ArangoDB Starter Recovery Procedure
This procedure is intended to recover a cluster (that was started with the ArangoDB Starter) when a machine of that cluster is broken without the possibility to recover it (e.g. complete HD failure). In the procedure is does not matter if a replacement machine uses the old or a new IP address.
To recover from this scenario, you must:
- Create a new (replacement) machine with ArangoDB (including Starter) installed.
- Create a file called
RECOVERY
in the directory you are going to use as data directory of the Starter (the one that is passed via the option--starter.data-dir
). This file must contain the IP address and port of the Starter that has been broken (and will be replaced with this new machine).
E.g.
echo "192.168.1.25:8528" > $DATADIR/RECOVERY
After creating the RECOVERY
file, start the Starter using all the normal command line arguments.
The Starter will now:
- Talk to the remaining Starters to find the ID of the Starter it replaces and use that ID to join the remaining Starters.

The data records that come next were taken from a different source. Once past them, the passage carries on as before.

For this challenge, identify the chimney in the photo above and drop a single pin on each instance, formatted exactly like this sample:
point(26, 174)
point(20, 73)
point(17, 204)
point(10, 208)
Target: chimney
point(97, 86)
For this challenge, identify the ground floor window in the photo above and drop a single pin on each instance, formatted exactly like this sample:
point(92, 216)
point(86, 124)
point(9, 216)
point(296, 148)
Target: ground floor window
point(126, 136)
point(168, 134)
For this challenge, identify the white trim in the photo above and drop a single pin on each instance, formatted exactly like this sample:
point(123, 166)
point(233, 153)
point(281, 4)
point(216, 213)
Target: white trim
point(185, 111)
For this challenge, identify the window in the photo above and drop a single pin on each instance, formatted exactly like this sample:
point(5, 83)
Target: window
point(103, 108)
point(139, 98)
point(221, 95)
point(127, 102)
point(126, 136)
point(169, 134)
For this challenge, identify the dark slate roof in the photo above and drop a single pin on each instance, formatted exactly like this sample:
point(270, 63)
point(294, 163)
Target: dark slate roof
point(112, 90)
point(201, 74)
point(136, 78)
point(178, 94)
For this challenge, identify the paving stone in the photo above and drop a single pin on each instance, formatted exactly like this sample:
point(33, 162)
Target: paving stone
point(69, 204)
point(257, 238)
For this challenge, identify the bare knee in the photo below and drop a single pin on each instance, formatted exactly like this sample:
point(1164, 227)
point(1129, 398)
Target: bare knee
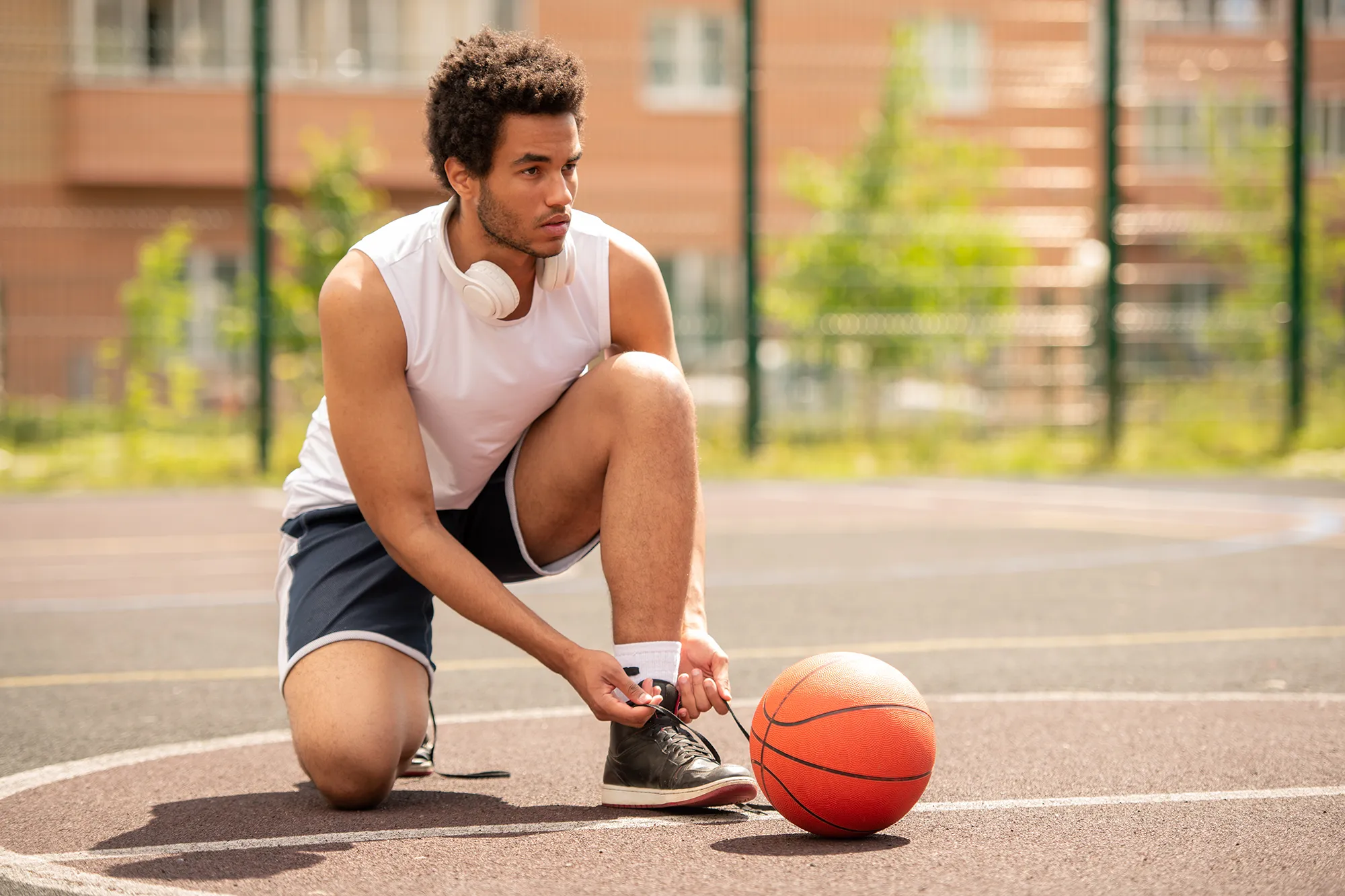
point(353, 775)
point(649, 389)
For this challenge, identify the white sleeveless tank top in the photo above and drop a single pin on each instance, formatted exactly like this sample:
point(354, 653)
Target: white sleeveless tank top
point(477, 384)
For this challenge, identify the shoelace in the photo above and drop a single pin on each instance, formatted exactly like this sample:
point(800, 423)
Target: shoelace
point(697, 739)
point(434, 723)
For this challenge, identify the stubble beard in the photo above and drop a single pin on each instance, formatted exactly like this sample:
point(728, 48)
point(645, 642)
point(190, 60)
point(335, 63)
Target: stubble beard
point(502, 227)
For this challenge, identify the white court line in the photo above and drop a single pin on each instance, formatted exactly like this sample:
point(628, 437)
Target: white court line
point(1312, 528)
point(641, 822)
point(40, 870)
point(34, 778)
point(1316, 522)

- Talk to the remaining Agents to find the ID of the Agent it replaces and adjust the command-line arguments of the Agent (it will start) to use that ID. This is skipped if the Starter was not running an Agent.
- Remove the
RECOVERY
file from the data directory.
The cluster will now recover automatically. It will however have one more Coordinators and DB-Servers than expected. Exactly one Coordinator and one DB-Server will be listed “red” in the web UI of the database. They will have to be removed manually using the ArangoDB Web UI.